But the inversions don't stay momentarily and then move on. They hang around, trapping smoke and exhaust in the valleys that cradle the region's largest populations.
Boise. Salt Lake City. Elko, Nev. Missoula. Albuquerque. Spokane. They're all places where smog builds up, visibility goes down and a burning throat and cough are the norm.
He has studied the phenomenon for years and sees a way to reduce the gunk in the air as the problem worsens with growth. In 1990, the population of Ada and Canyon counties in the Boise valley was 296,000. It was an estimated 485,000 by mid-2002.
Dawson is in the middle of a two-year study of the valley's inversions, financed by the federal government. When a stagnant system sets up, as it did in late November and early December 2002, he measures temperatures and winds to correlate how the weather affects the air quality.
He has also been working with Timberline High School students, who are measuring air pollution levels and trying to set up a network of schools across the valley to do the same.

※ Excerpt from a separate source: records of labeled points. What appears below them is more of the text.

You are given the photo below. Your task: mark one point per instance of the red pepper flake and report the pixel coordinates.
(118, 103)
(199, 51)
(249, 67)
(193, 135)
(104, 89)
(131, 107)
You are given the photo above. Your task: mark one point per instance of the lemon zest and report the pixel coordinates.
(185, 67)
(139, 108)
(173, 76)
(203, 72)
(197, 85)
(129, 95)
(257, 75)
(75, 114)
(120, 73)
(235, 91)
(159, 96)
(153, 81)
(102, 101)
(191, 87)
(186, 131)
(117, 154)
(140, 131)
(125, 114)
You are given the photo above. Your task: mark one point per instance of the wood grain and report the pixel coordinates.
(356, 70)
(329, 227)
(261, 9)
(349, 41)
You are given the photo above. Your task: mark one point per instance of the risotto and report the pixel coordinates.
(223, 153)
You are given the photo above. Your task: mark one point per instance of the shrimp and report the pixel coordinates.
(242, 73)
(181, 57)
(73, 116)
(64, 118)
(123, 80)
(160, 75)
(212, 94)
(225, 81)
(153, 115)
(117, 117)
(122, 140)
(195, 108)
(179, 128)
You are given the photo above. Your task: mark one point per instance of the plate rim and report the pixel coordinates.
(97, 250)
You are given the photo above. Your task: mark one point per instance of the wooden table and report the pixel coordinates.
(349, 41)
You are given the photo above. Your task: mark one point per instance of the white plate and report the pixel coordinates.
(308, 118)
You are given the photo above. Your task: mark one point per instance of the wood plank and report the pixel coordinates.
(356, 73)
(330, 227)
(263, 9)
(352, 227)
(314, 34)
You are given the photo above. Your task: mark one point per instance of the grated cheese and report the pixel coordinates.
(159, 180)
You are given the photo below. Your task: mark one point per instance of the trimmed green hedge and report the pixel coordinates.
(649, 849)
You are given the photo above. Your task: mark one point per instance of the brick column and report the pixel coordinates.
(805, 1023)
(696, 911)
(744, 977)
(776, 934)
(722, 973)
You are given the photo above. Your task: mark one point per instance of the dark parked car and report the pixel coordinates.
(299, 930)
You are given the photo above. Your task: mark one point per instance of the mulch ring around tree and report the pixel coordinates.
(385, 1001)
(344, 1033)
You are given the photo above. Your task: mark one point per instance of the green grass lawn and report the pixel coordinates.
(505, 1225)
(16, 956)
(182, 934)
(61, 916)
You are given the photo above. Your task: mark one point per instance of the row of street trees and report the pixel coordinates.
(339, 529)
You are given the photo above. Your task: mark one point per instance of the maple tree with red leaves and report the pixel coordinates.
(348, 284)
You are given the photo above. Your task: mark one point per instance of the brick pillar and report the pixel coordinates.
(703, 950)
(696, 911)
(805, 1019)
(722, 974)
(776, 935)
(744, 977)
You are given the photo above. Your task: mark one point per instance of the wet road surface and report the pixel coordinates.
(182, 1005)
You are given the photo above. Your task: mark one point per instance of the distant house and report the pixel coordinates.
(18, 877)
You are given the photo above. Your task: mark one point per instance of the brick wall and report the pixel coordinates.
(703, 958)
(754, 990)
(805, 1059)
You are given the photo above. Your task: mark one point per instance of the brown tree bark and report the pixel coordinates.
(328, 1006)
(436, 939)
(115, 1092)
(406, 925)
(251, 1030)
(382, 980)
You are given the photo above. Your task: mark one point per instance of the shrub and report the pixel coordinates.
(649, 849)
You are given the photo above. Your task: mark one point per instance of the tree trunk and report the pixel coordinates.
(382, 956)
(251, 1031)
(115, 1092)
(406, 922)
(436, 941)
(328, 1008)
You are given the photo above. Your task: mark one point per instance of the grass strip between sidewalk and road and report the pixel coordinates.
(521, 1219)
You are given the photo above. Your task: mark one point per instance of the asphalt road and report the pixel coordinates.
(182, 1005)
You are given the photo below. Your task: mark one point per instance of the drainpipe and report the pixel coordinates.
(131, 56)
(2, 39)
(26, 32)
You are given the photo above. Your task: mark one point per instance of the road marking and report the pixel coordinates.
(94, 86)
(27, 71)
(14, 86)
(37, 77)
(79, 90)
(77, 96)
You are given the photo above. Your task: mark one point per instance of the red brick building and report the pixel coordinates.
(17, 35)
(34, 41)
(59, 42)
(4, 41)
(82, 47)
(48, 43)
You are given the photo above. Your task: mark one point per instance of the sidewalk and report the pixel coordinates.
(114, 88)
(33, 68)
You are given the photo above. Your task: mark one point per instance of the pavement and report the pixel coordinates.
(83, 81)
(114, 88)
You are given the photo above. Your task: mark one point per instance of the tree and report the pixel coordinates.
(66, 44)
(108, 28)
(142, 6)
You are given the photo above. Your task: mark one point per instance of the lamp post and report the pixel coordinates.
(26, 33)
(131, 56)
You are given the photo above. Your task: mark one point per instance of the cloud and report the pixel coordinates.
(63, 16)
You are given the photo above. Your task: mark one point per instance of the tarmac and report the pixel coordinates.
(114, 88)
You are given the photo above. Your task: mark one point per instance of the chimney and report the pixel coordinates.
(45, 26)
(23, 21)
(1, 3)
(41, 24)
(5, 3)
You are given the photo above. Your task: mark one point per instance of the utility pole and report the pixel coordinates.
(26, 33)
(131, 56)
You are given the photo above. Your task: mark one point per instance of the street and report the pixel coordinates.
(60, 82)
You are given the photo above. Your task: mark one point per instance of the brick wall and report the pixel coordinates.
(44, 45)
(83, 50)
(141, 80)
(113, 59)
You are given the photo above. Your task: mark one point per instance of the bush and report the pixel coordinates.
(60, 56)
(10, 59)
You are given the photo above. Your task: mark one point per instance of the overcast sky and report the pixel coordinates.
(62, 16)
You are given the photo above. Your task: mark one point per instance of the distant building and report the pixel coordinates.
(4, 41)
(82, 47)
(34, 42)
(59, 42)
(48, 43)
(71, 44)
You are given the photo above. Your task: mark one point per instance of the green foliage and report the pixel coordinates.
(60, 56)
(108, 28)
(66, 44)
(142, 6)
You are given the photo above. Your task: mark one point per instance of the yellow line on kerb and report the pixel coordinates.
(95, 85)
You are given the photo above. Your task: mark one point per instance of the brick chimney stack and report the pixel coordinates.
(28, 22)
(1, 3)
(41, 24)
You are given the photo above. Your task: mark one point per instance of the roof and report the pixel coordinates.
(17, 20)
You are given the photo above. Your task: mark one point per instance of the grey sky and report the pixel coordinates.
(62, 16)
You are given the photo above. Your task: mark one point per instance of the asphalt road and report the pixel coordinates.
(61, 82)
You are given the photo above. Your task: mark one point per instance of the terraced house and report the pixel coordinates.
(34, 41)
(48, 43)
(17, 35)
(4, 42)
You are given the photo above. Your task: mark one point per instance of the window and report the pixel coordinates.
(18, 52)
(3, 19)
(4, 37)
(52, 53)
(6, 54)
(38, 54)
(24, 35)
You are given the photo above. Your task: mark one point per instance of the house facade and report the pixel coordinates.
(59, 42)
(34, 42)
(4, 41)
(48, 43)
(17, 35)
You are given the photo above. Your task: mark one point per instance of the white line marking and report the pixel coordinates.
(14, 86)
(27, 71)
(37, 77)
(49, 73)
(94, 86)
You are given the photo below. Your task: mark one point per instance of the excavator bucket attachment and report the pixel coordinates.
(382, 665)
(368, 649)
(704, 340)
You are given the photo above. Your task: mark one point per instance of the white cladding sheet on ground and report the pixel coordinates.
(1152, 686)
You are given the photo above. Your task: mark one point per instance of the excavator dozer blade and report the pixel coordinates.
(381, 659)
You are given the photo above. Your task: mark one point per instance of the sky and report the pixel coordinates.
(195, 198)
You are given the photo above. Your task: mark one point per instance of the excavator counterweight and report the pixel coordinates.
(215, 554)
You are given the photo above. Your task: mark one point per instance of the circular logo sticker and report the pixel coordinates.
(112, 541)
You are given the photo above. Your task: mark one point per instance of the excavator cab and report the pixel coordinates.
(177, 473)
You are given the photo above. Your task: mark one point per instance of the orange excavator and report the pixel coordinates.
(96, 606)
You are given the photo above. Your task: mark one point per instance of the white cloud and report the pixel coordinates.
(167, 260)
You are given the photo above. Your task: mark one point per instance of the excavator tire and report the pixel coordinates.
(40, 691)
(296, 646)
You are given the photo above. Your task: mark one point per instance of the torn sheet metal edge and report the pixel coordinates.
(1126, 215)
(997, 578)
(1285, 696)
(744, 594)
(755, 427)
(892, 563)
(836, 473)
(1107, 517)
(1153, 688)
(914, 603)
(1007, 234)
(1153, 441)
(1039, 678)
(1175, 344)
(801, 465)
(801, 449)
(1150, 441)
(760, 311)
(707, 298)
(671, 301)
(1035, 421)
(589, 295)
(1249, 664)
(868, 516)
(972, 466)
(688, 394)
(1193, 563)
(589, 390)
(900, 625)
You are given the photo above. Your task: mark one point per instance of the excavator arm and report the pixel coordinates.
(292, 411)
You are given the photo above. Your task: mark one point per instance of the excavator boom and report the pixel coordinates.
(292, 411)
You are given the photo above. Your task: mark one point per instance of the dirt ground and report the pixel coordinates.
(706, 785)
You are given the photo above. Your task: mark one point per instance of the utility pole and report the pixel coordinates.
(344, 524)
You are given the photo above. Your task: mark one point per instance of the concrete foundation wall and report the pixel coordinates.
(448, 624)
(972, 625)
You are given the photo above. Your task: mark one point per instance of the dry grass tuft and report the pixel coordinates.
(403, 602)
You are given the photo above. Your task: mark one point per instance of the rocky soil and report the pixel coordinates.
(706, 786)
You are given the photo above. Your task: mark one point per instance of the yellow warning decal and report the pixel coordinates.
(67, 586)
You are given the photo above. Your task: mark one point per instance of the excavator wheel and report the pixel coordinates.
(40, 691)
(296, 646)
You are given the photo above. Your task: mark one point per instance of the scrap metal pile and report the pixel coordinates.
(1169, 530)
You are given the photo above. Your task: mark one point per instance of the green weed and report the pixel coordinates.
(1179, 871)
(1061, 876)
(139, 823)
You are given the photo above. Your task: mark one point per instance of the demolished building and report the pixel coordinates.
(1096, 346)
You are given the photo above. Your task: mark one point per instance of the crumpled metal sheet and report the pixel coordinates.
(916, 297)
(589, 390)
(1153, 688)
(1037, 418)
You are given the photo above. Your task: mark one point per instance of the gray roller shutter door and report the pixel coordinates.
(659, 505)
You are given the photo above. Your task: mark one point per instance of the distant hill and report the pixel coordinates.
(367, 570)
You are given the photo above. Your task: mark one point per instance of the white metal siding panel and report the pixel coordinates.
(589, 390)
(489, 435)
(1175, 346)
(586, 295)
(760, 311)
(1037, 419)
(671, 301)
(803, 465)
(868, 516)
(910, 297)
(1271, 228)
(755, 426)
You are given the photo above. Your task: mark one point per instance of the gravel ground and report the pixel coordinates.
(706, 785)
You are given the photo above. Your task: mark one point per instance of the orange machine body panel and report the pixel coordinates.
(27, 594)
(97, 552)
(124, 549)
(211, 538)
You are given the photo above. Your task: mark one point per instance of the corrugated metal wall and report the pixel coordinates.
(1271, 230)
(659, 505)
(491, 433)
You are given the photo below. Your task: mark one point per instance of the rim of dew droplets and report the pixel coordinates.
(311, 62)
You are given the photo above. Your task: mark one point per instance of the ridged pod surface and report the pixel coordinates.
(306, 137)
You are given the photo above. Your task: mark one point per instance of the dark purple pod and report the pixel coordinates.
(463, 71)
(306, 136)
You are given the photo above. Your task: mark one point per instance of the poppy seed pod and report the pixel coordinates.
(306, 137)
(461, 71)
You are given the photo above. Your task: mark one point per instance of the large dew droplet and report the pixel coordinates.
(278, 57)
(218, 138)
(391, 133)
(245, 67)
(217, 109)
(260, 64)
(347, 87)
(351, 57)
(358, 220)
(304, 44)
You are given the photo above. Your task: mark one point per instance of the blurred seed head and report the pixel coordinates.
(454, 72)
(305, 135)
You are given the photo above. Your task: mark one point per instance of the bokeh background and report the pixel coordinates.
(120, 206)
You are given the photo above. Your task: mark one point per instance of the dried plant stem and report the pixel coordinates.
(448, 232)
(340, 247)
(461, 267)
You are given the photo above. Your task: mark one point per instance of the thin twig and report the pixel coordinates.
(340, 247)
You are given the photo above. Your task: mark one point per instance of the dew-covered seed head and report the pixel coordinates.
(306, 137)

"We're educating the stakeholders," chemistry instructor Neil Greeley said. "In five, 10, 15 years, these kids are going to be living here and hearing about light rail transportation, car traffic. They're going to be hearing the issues."
Dawson said the Boise valley has the perfect geological features for prolonged winter inversions. It's ringed by the Boise Front to the east, Owyhee Mountains to the south and Oregon's Blue Mountains to the west.
"The valley acts like a dam with the mountains around it," he said.
But certain meteorological events must coincide to create the inversions.
First, he said, are the winter high pressure systems that regularly set up over the Great Basin region. The denser cold air sinks into the valleys, and the high pressure acts as a cap. It traps the wood smoke being pumped from homes and exhaust fumes from automobiles. Visibility drops and temperatures plunge.
Only above the cap - up a thousand feet or so - is the sky blue again and temperatures relatively balmy.
The situation can last for days or weeks until another weather system finally drives out the high.
In the November 2002 inversion:
n A high-pressure ridge was present and kicked off the stagnant period. The pollution started accumulating by Thanksgiving, worsened by the fact that more people stay home during the holidays and increase wood smoke emissions.
n By Dec. 4, pollution hit its highest level in 10 years. Air quality was unhealthy for the elderly and those with lung ailments. Wood burning and open burning were banned, and people were urged to limit driving.
"If you put human beings in an ambient environment like an inversion, everybody is affected," said Dale Stephenson, Boise State's environmental health director who is working with Dawson. "You're putting agents in the lungs that have to be dealt with by the pulmonary system to clean them out."
n On Dec. 7, fog shut down the Boise airport. Dawson said the mist can actually improve the air quality near the surface by forming around the particulates and dropping them to the ground.
n Two days later, the high ridge was finally driven east and the valley cleared.
Dawson is also working with electrical and computer engineering professor Joe Hartman, who is perfecting sensors to gauge air pollution around the Boise Airport for the Federal Aviation Administration. And Boise State is beefing up its computer capability to handle complex weather modeling.
Dawson looks ahead to when that technology will let officials know in advance that inversions are setting up.
"If we can use these models to get a forecast, we can maybe look a day or two in advance and let managers, local officials know we have a threat coming up, a serious inversion that's going to get stronger," he said. "That's our goal and our hope."
Boise's stagnant conditions could someday force motorists to take public transportation during severe periods and impose limits on industries releasing pollutants into the air. Controls on wood burning are already in effect.
Stephenson said Boise's inversions are hard on the elderly with pulmonary problems and on children whose pulmonary systems are developing.
Unlike international cities such as Mexico City where pollution takes a backseat to higher priorities like food and shelter, Stephenson said the American "standard of living allows us to be proactive to attack air quality. We're fortunate the United States makes it a priority to do it. Only rich countries can do that."